Are the oscillations observed in Figure 2 a minor weakness with the method or simple hyperparam tuning that is needed?
Can you add experiment insights (computation/time taken/machine experimented on) into the appendix to improve transparency?

评论- Response to the reviewer MBPj's comments

2024-11-20

Thank you for your insightful review and encouraging feedback on our work. We are pleased that our empirical and theoretical contributions were well-received and found promising. We really appreciate your recognition of the paper's strengths. In the following paragraphs, we address your comments and questions in detail.

Baselines and their hyperparameter tuning

To clarify, the CPQ results in Table 1 are based on the original results reported in the DSRL whitepaper, some of which we verified by running CPQ ourselves, yielding comparable results (as shown in Figure 2b). Recent works, such as FISOR, also report similar CPQ performance, further supporting the results provided here. Regarding the reviewer’s concern about standard RL baselines, FISOR is a robust recent baseline that serves this purpose effectively in our comparisons. We agree that detailing the hyperparameters for all baselines in the main text would enhance clarity; however, given space constraints, we propose adding these details to the supplementary materials or appendix and referencing the corresponding works/repos for further implementation specifics.

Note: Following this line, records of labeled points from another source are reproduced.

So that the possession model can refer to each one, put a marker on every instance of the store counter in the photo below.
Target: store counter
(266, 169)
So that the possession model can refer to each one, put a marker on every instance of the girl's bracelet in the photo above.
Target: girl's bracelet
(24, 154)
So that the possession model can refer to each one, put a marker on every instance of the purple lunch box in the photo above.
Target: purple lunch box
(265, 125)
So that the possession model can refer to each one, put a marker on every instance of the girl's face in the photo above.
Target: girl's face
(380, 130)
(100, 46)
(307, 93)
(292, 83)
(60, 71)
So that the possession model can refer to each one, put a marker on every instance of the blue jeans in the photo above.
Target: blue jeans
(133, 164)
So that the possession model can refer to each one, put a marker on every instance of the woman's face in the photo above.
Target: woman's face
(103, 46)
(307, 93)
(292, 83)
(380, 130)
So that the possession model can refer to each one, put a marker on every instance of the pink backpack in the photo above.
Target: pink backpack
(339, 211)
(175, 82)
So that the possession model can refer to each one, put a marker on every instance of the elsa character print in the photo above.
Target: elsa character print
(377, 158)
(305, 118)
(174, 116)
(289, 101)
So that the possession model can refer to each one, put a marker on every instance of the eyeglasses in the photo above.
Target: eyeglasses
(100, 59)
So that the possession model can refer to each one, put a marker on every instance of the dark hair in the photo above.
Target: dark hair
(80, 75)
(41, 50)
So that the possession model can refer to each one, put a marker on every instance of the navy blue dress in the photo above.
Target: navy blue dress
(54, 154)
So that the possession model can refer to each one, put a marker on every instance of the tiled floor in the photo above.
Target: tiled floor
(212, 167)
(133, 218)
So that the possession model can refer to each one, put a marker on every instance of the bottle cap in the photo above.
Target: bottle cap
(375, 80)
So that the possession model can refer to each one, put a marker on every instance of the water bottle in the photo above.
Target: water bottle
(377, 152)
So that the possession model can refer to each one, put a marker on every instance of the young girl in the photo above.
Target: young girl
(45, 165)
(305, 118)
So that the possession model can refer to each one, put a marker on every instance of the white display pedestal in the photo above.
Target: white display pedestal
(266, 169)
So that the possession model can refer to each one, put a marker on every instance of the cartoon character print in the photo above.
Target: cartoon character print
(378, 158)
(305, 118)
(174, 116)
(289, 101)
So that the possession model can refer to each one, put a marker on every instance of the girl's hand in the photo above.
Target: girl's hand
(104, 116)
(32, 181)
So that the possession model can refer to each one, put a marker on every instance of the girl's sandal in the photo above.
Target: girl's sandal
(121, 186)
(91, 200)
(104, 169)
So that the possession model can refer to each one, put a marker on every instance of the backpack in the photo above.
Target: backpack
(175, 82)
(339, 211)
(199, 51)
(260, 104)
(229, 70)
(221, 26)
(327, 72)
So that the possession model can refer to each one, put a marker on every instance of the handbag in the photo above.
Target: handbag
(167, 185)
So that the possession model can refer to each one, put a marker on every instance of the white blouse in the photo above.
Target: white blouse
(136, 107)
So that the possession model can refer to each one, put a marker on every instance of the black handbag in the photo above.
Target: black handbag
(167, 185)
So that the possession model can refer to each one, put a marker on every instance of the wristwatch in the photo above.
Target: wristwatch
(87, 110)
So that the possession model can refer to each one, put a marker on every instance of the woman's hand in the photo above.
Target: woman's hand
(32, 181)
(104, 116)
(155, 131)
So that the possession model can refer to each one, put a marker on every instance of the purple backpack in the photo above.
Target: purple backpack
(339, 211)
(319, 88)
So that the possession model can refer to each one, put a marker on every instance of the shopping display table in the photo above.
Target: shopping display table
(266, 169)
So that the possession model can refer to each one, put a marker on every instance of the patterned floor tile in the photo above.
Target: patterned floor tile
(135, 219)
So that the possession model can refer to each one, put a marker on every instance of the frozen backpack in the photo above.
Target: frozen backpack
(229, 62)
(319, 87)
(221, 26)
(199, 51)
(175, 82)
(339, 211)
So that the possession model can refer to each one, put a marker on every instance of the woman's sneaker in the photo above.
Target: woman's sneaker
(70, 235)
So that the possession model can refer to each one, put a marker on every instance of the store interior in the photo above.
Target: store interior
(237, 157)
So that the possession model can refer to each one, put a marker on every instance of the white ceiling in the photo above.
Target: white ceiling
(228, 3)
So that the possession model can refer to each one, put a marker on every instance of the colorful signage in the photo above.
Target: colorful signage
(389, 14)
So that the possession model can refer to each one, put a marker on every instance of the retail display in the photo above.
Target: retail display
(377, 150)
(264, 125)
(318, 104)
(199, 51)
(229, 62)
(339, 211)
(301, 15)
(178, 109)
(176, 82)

Safety-performance trade-off in LSPC-S vs LSPC-O

We appreciate the reviewer's insightful comment regarding the comparison between LSPC-S and LSPC-O, particularly the disproportionate increase in cost relative to reward in Table 1. In the hard metadrive experiments, we conducted hyperparameter tuning for LSPC-O to assess potential performance improvements, including increasing the size of the restricted latent safety space and raising the dimensionality of the latent space from 32, as we suspected that this might not be expressive enough for the task's difficulty. However, we found that these adjustments resulted in only increased costs, while reward performance tended to saturate, likely due to the challenging nature of the tasks. Consequently, efforts to enhance rewards often led to similar disproportionately larger increases in cost, as noted by the reviewer. Although our methods significantly outperform other baselines in this set of tasks, we acknowledge that the reviewer’s observation may also reflect some limitations inherent in our proposed framework.

Oscillation of cost return while training LSPC-O

This is an astute observation. While there may be alternative sets of optimal hyperparameters, we opted to use a consistent set across all tasks. We believe that the oscillations are primarily attributed to the model's attempts to find a balance between safety and reward optimization, as you noted.

Firstly, during early training stages, the CVAE decoder, being a neural network, is still undertrained and has limited exposure to samples from the prior distribution. While capable of modeling complex, multimodal distributions of in-distribution actions, the decoder may initially map some samples to out-of-distribution or unsafe actions. This occurs as the latent safety encoder ( $\delta$ ) seeks to maximize rewards by exploiting the inaccuracies in these mappings. Over time, as the decoder encounters a more comprehensive set of samples from the prior, it stabilizes, forcing the encoder to select actions from safer, in-distribution regions.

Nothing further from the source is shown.